Multiple Sclerosis is a chronic progressive disease that often follows a relapsing-remitting course, with active episodes of exacerbations followed by periods of remission. The primary patho-physiological event is the autoimmune attack on myelin sheaths of nerves that affects the speed of nerve conduction in the brain and spinal cord. Primary symptoms include visual abnormalities, stiffening of extremities and a variety of other physical and eventually psychological issues.
So far, there are only a few viable treatment options that mainly focus on aborting an episode of exacerbation or prolonging the remission in MS patients. However, Multiple Sclerosis researchers are beginning a new study to evaluate the efficacy and therapeutic effectiveness of Gilenya (Fingolimod) in the management of MS against other disease modifying therapies.
The 12-month, open level study, sponsored by Novartis, will evaluate the retention of Multiple Sclerosis patients with Fingolimod against other MS DMT regimens. Approximately 1,000 patients will be enrolled in the PREFER MS Study, with eligibility criteria that stipulates the following:
– The study participants must be in the early stages of the relapsing-remitting form of MS and within the 18-65 year age range.
– Participants must have a history of taking disease modifying MS therapy, with no more than 1 class of drugs, for a maximum of 5 years.

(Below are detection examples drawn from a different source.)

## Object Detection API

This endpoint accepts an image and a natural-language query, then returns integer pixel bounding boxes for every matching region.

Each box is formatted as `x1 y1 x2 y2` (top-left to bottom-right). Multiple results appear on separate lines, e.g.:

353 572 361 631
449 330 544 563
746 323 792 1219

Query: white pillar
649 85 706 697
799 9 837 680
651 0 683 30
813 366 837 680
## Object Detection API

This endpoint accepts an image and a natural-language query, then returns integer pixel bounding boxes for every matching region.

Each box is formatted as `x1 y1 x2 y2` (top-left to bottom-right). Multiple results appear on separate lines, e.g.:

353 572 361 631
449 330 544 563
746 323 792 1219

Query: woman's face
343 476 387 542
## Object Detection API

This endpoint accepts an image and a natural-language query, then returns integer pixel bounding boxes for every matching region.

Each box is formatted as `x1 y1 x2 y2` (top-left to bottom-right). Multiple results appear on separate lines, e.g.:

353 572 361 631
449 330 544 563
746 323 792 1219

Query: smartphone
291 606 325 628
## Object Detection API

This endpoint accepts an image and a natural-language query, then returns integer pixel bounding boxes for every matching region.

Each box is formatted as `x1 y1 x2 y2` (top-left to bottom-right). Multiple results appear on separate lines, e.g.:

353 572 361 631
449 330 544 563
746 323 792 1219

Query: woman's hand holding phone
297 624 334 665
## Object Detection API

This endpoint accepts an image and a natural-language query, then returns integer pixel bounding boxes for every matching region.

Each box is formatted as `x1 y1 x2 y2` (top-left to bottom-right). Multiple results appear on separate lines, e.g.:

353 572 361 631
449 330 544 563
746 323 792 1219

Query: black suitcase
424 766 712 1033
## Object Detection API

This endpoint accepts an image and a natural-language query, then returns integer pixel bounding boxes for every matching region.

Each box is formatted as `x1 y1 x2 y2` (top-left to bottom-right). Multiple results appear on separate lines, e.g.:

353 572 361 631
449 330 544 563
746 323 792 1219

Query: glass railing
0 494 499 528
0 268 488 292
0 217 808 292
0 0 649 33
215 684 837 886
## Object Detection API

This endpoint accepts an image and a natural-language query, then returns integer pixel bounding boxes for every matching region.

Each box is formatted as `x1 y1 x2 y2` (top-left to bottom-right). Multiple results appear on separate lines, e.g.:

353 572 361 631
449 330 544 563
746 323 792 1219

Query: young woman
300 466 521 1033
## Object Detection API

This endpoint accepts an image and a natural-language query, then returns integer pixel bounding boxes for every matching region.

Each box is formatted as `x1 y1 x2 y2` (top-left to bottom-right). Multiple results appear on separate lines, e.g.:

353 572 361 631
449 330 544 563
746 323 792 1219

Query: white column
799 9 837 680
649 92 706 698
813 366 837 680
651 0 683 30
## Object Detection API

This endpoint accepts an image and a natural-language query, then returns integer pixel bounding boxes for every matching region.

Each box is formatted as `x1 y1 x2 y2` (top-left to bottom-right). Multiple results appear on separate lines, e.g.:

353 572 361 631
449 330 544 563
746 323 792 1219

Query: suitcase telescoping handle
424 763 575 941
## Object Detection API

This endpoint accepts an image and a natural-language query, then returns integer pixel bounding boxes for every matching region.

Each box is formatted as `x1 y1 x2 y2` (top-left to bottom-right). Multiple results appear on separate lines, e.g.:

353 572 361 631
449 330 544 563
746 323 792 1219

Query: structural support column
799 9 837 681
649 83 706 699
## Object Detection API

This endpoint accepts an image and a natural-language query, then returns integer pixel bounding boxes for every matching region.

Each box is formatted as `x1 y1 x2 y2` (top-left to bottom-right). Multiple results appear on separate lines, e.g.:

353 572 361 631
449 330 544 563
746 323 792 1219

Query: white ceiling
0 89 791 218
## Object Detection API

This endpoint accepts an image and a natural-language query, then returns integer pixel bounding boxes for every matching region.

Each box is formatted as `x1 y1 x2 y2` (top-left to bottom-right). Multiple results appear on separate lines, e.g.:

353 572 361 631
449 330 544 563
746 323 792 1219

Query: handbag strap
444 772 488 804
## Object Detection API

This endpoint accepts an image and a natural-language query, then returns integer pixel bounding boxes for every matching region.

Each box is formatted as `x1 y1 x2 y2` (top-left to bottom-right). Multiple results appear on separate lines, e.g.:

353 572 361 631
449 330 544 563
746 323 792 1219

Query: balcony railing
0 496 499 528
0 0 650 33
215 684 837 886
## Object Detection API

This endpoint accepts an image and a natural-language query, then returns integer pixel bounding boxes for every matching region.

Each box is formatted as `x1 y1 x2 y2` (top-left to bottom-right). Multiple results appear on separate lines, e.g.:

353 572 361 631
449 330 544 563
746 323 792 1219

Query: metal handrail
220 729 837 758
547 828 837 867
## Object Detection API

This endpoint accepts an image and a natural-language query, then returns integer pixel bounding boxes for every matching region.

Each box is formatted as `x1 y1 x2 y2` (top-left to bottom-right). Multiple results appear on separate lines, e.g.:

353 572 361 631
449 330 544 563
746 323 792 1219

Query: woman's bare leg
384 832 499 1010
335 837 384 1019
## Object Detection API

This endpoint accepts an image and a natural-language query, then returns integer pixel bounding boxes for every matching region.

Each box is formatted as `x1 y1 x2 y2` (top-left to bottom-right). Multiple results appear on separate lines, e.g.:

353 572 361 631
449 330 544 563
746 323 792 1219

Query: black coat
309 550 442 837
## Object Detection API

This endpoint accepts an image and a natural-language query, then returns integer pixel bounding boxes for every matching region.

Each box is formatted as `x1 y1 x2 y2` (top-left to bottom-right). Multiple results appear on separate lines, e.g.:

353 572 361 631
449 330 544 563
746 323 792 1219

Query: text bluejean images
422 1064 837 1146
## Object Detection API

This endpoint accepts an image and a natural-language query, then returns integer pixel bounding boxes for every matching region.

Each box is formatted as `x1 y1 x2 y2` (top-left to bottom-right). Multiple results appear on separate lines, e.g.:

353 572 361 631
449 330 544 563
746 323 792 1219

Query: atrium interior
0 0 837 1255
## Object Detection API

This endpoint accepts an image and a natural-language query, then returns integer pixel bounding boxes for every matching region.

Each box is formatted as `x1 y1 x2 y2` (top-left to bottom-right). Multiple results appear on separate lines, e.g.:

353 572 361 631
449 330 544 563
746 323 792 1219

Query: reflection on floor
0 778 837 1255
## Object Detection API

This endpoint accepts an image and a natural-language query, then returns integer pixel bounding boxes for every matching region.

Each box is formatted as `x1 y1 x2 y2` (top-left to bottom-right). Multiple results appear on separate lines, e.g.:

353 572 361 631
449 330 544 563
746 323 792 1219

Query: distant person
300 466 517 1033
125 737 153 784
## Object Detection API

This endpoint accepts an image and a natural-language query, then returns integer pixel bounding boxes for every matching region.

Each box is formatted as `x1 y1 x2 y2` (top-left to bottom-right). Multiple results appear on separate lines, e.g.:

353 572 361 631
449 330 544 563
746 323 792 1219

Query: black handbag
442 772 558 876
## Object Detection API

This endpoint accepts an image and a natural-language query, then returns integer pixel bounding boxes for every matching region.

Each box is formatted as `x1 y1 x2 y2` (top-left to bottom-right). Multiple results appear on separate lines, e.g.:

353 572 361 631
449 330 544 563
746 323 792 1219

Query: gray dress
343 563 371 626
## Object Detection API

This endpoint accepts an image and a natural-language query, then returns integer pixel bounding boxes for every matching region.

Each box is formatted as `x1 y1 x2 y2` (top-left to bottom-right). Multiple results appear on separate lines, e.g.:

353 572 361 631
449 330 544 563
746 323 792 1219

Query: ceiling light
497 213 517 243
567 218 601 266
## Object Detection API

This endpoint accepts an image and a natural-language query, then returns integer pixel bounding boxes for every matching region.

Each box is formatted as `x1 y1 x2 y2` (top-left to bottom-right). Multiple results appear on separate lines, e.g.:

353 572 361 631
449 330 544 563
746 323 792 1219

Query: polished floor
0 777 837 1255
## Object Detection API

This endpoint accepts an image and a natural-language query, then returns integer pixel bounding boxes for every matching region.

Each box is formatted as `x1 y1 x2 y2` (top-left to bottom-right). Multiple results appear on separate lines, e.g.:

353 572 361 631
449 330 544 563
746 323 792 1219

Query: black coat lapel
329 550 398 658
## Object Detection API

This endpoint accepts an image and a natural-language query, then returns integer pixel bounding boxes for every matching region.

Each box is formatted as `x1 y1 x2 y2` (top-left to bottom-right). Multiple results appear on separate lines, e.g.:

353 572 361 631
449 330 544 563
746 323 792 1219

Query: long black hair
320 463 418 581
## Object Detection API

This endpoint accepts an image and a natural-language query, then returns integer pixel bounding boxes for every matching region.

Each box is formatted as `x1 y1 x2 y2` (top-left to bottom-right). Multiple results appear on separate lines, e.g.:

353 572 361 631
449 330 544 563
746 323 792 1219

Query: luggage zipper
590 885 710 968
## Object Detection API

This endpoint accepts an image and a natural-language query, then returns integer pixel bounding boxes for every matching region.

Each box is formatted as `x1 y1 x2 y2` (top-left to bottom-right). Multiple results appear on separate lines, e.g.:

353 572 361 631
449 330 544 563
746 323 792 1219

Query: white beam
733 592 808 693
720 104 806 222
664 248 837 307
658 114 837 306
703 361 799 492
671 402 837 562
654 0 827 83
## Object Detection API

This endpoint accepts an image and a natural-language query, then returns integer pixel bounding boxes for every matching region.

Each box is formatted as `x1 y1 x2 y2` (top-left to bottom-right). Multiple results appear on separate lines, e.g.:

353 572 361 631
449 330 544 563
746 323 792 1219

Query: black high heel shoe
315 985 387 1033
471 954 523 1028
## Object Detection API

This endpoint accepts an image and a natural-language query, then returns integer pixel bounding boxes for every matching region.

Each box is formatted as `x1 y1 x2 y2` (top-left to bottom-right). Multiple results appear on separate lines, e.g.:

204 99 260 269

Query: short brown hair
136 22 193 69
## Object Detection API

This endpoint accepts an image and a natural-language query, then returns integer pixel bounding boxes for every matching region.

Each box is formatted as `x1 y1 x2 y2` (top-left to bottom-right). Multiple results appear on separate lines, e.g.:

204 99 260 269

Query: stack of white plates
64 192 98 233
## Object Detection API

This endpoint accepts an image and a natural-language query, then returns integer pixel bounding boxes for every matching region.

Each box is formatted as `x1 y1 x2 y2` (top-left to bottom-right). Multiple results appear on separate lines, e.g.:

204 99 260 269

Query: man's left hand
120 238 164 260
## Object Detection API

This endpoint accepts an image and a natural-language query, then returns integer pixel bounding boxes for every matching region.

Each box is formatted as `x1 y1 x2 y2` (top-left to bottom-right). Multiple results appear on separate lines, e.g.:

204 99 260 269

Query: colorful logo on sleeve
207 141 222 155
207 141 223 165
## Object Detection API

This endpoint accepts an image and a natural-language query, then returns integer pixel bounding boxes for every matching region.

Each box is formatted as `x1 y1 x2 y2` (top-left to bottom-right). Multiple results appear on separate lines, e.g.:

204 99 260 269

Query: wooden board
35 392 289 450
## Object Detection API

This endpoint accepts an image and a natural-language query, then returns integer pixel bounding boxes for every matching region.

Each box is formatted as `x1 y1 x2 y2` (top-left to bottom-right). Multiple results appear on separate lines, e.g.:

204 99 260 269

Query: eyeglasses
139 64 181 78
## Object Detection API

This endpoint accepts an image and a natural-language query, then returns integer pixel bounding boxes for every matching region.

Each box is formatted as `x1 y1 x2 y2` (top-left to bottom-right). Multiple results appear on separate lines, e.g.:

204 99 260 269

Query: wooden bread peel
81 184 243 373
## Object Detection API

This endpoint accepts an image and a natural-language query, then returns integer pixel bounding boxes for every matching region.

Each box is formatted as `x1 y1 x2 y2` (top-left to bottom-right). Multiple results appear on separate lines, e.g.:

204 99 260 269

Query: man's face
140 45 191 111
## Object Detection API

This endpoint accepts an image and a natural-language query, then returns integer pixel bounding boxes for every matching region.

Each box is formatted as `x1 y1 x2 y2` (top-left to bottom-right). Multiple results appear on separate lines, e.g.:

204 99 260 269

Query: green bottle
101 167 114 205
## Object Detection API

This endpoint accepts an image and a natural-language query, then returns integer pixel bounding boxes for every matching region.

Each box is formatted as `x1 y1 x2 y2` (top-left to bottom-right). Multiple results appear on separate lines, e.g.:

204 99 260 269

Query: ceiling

– Participants may also be new MS patients who have not been exposed to any DMT treatments thus far for the management of MS.
Exclusion criteria includes (but is not limited to), bradycardia (resting heart rate below 45 bpm), history of malignancy or other immune disorders, ECG abnormalities, sleep apnea, pregnancy, neurological conditions, and pulmonary abnormalities.
Patients will be randomly assigned to the study group (therapy with Gilenya in a dose of 0.5 mg/day) or one of the DMT (Capaxone or glatiramer acetate and Interferon Beta preparations like Rebif, Exctavia, Avonex, Betaseron). During the study, patients can be switched to other treatment regimens to maximize safety, tolerability, convenience and other efficacy related issues.
Besides assessing the patient adherence to the regimen, scientists at USCF are also interested in learning about different factors that affect the compliance and adherence to a regimen; like history of adverse events, subjective satisfaction, cognitive impairment, etc. It is expected that the results of the study will be available by early 2015.